Passage 3 cells were seeded in 25 cm flasks at a density of 1 × 106. To determine the effect of progesterone on neuronal differentiation, progesterone (0.1, 1, 10 µM; Sigma, St. Louis, MO, USA) was added to medium containing brain tissue extracts. After 3 days of progesterone treatment, total RNA was extracted with Trizol reagent according to the manufacturer's instructions (Invitrogen, Carlsbad, CA, USA). Reverse transcription-PCR was carried using the following primers:

The PCR program was set up as follows: 94°C for 5 minutes, 30 cycles (94°C for 30 seconds, 54°C for 30 seconds, 72°C for 30 seconds), and 72°C for 10 minutes. The PCR products were separated on a 1.5% agarose gel containing ethidium bromide. Quantification of DNA bands was performed using an analytical imaging system. All measurements were normalized to the relative absorbance of the GAPDH band[3334].

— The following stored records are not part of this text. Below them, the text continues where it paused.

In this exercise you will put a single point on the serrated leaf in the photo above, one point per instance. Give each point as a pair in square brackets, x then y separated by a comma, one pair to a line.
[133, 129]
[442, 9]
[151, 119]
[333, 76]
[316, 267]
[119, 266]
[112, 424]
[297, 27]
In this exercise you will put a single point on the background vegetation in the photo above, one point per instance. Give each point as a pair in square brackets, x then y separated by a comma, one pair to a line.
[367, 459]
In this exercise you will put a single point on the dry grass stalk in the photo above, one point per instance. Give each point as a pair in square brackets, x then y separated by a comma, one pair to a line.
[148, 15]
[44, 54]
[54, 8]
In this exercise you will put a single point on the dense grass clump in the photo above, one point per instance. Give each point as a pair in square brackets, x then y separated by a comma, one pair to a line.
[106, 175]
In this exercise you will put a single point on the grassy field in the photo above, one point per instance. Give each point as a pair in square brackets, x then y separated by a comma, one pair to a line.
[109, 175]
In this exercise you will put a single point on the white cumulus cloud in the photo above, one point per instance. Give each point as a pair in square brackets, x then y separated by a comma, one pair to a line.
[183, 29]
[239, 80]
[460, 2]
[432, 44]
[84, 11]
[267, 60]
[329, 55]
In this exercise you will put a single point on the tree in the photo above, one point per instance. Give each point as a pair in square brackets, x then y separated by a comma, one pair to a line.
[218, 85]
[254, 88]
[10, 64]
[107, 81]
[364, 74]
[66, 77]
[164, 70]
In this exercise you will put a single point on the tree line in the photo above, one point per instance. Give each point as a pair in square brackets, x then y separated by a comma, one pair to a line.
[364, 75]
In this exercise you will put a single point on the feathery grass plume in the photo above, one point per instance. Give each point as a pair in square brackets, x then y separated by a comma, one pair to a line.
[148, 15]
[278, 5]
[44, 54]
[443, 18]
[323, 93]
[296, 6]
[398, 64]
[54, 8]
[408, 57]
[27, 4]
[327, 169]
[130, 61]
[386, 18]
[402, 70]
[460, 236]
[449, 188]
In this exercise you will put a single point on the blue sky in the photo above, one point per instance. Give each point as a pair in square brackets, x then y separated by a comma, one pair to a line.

Detection of NSE positive cells by flow cytometry

Passage 3 HUMSCs were cultured in medium containing brain tissue extracts with or without 1 µM progesterone. After 3 days, the cells were digested with 0.25% trypsin, rinsed with PBS, fixed with 4% paraformaldehyde, and premeabilized with 0.01% Triton X-100. The cells were incubated with a rabbit anti-human monoclonal primary antibody to NSE (1:100; Abcam, Cambridge, UK) for 1 hour at 37°C, and then with phycoerythrin-labeled goat anti-rabbit IgG (1:1 000, Multisciences, China) for 30 minutes at room temperature. The labeled cells were detected by flow cytometry[35].

Statistical analysis

Data were presented as mean ± SD. Statistical analysis was performed using two-sample t-test. A level of P < 0.05 was considered statistically significant.